Earlier today, NOAA officially took command of its Deep Space Climate Observatory (DSCOVR) satellite.

NASA, in charge of both the launch and activation of the satellite, has officially handed over satellite operations to NOAA’s DSCOVR team. Next, the team will optimize the final space weather instrument settings and the satellite will soon begin normal operation.

Launched February 11, 2015, DSCOVR – the nation’s first operational satellite in deep space – is set to replace NASA’s 17-year old ACE research satellite as America’s primary warning system for solar magnetic storms and solar wind data. (ACE will continue its role in space weather research).

DSCOVR will give NOAA’s Space Weather Prediction Center (SWPC)forecasters higher-quality measurements of solar wind conditions, improving their ability to monitor and warn of severe and potentially dangerous space weather events.

Artist rendition of L1, the point occupied by DSCOVR in space
America’s first operational deep space satellite orbits one million miles from Earth. Positioned between the sun and Earth, it is able to maintain a constant view of the sun and sun-lit side of Earth. This location is called Lagrange point 1. (Illustration is not to scale) Credit: NOAA

A million miles away, DSCOVR orbits a unique location called Lagrange point 1, or L1. This point is a gravity neutral point in space, allowing DSCOVR to essentially hover between the sun and Earth at all times.

Early warnings are crucial because solar storms have the potential to produce major disruptions to our infrastructure here on Earth.

The most severe solar storms start with a huge magnetic eruption on the Sun that is first seen as a solar flare. X-rays produced in the flare inflame the Earth’s ionosphere and can disrupt high-frequency radio communications like those used in commercial aviation to communicate with aircraft. The eruption can also cause a “coronal mass ejection,” sending enormous clouds of magnetic plasma that can cause strong electrical currents in the ionosphere and inside the Earth, disrupting electrical power grids, corroding gas and oil pipelines, and impeding the use of the Global Positioning System (GPS) by search-and-rescue crews.

In 2013, a Lloyds of London study predicted that the most extreme space weather storms could affect 20 to 40 million people in the U.S. and cause up to $2.6 trillion in damages, with recovery taking up to two years.

Outside of our atmosphere, these solar storms can harm astronauts and the equipment they rely on to survive.
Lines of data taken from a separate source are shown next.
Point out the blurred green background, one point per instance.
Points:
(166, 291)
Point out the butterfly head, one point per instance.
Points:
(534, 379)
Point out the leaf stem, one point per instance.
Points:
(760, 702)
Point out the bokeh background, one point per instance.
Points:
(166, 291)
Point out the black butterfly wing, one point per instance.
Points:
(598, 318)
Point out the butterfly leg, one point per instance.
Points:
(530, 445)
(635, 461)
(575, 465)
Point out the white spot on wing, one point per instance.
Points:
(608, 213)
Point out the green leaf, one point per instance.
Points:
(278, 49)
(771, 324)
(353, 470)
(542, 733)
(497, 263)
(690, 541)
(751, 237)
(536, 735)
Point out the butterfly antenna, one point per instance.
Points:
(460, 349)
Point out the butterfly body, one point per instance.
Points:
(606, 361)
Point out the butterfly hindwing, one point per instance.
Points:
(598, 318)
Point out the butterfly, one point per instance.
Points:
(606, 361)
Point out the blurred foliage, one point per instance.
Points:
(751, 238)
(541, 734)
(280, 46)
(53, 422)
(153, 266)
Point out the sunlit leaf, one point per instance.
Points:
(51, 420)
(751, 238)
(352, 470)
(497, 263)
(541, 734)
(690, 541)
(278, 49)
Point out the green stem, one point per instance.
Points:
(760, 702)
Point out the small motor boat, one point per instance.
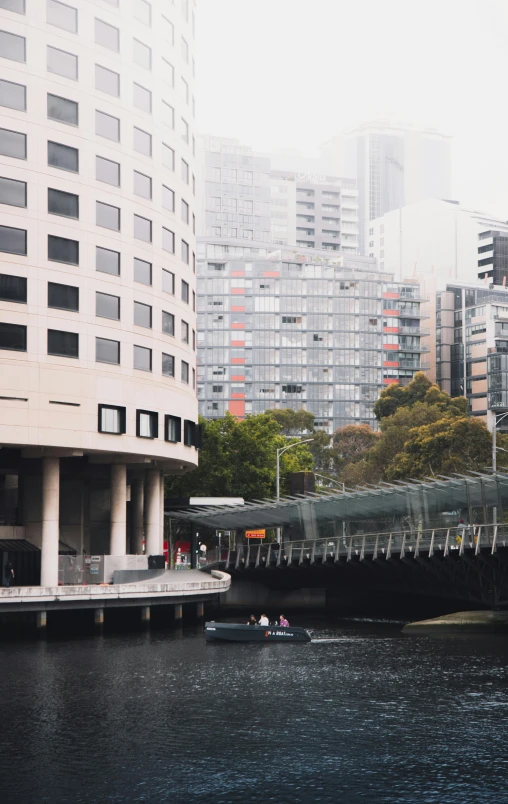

In fact, in 1972 a solar flare came within months of disrupting the last two Apollo missions to the moon!

In addition to its space weather instrument suite, DSCOVR is flying two NASA Earth-observing instruments, known as NISTAR and EPIC, which will gather a range of measurements, from ozone and aerosol amounts to changes in Earth's radiation. Daily views of Earth from NASA’s EPIC can be seen at

An aurora as seen over the Poker Flat Research Range north of Fairbanks, Alaska, on February 28, 2011.
An aurora as seen over the Poker Flat Research Range north of Fairbanks, Alaska, on February 28, 2011. An aurora is caused when charged particles from the Sun, mainly electrons and protons, interact with the upper atmosphere. Credit: NOAA

DSCOVR is a partnership between NOAA, NASA and the U.S. Air Force. NOAA is operating DSCOVR from its NOAA Satellite Operations Facility in Suitland, Maryland, and will process the space weather data at SWPC in Boulder, Colorado. From there, the SWPC will distribute the DSCOVR data to users within the United States and around the world. The data will be archived at NOAA’s National Geophysical Data Center, also in Boulder.

NOAA funded NASA to refurbish the DSCOVR satellite and its solar wind instruments, develop the command and control portion of the ground segment, and manage the launch and activation of the satellite. The Air Force funded and managed the Falcon 9 launch services for DSCOVR. Data from the NASA-funded secondary sensors for Earth and space science observations will be processed at NASA’s DSCOVR Science Operations Center and archived and distributed by NASA’s Atmospheric Science Data Center.